Осужден пожизненно
Шрифт:
– Очевидно, в карцере, сэр. Говорят, ваша честь, он оказал сопротивление.
– Даже так? Передайте Троуку мою похвалу и скажите, что завтра ровно в девять утра я с удовольствием займусь воспитанием мистера Доуза, я сломлю его!
– Морис, – прервала его Сильвия, с явной тревогой слушавшая разговор, – сделай милость, не мучай этого человека!
– А почему ты так хлопочешь о нем? – неожиданно резко спросил ее Фрер.
– Потому что он один из тех, что с детства были для меня страдальцами и мучениками. Даже если он и совершил тяжкое преступление, каторжным трудом он уже частично искупил его.
Лицо Сильвии выражало глубокое страдание. Когда она произносила
– Пусть он и дурной человек, я понимаю, но… – И она провела рукой по лбу, словно силясь что-то вспомнить. – Не всегда же он был плохим. Мне помнится, я слышала о нем что-то хорошее…

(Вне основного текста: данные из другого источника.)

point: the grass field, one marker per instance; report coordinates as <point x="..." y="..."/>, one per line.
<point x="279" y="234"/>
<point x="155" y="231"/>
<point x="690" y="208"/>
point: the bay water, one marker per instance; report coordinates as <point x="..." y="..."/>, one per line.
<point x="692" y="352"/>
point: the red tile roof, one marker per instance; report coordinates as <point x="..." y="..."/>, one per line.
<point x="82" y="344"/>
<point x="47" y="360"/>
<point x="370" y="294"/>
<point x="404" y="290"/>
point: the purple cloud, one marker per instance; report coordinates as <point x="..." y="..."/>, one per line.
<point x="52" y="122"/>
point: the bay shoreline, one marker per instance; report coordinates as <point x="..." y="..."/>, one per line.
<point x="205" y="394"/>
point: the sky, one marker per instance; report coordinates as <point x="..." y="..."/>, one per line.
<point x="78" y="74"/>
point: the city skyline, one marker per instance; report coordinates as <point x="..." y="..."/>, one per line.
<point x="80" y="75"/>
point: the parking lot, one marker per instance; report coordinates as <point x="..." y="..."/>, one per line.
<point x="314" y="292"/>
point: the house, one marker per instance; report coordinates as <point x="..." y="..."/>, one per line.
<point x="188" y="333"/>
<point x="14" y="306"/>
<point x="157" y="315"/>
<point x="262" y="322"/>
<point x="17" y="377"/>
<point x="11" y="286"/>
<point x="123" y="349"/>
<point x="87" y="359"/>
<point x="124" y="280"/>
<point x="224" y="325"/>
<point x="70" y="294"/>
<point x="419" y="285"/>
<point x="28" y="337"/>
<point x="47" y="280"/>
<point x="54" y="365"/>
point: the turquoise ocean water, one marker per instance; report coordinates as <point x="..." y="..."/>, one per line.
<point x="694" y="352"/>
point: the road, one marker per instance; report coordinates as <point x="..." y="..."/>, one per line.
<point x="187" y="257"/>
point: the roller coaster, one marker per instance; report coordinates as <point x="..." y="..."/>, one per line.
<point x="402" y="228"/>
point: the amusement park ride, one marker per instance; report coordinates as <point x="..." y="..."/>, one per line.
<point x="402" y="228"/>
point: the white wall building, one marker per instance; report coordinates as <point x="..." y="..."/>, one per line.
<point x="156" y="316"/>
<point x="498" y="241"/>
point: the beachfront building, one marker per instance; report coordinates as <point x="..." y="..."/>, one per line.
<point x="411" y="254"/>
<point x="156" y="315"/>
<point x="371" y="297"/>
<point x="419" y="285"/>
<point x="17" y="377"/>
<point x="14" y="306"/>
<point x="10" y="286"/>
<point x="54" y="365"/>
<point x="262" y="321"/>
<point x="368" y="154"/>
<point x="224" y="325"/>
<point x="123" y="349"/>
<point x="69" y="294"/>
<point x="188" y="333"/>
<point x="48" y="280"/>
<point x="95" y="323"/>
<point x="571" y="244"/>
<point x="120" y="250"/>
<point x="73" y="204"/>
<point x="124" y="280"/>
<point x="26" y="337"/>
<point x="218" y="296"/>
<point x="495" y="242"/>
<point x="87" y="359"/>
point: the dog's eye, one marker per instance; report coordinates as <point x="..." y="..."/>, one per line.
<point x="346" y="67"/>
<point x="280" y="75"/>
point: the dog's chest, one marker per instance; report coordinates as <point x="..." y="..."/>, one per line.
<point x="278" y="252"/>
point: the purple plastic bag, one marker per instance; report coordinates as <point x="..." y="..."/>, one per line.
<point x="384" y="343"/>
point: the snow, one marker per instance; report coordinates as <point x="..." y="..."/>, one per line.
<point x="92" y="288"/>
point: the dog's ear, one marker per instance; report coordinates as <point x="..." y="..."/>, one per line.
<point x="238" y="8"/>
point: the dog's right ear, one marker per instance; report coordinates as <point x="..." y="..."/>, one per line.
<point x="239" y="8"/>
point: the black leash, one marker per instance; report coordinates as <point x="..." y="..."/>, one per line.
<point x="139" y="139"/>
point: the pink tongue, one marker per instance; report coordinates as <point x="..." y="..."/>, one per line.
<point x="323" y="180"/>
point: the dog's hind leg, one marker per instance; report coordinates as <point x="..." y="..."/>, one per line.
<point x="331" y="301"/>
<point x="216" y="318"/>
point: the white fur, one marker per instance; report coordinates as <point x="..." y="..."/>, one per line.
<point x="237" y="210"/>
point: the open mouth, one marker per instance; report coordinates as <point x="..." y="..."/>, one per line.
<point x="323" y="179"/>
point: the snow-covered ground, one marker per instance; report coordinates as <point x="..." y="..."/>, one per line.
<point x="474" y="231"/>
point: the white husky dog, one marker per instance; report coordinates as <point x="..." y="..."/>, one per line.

– Вздор – вскричал Фрер, решительно подымаясь с места. – Все твои бредовые фантазии. Ну, хватит об этом. Арестант вышел из повиновения, значит, его надо хорошенько высечь, чтобы знал свое место. Пойдемте. Норт, выпьем на прощание по глоточку.
– Мистер Норт, пожалуйста, скажите хоть слово, заступитесь за него! – воскликнула бедная Сильвия терял самообладание. – У вас же доброе сердце, вы жалеете этих страдальцев!
Норт, душа которого словно вернулась на землю из блужданий в иных мирах, отошел в сторону и сухо произнес:
– Я не имею права вмешиваться в дела вашего супруга.
И, бросив ей эти слова, он тут же, не слишком даже учтиво, вышел из комнаты.
– Ты довела старину Норта до того, что он совсем заболел, – вернувшись, сказал ей Фрер, надеясь нарочитой грубостью отвести от себя упреки жены. – На прощанье, чтобы успокоить нервы, капеллан выпил еще полбутылки бренди, а потом выскочил отсюда как оглашенный.
Но Сильвия, поглощенная своими мыслями, ничего не ответила.
Глава 63
КАК СЛОМИЛИ ДУХ ЧЕЛОВЕКА
Проступок, в котором обвиняли Руфуса Доуза, оказался на сей раз совсем незначительным. У констеблей, недавно назначенных капитаном Фрером, стало обычаем врываться по ночам в камеры с мушкетами в руках, громко топая и производя шум. Памятуя о донесении Паунса, они грубо стаскивали арестантов с подвесных коек, обыскивали их – не спрятан ли где табак, – смотрели во рту, нет ли чего за щекой. Люди из «Кольца» Доуза – а на них особенно злился Троук – часто обыскивались даже по несколько раз за ночь. Их обыскивали самым бесстыдным образом: при выходе на работу, за обедом, перед молитвой и тогда, когда они возвращались с молитвы. Констебли перебивали их сон, и жертвы этого тиранического преследования, у которых вытравляли остатки чувства собственного достоинства, были готовы растерзать своих мучителей.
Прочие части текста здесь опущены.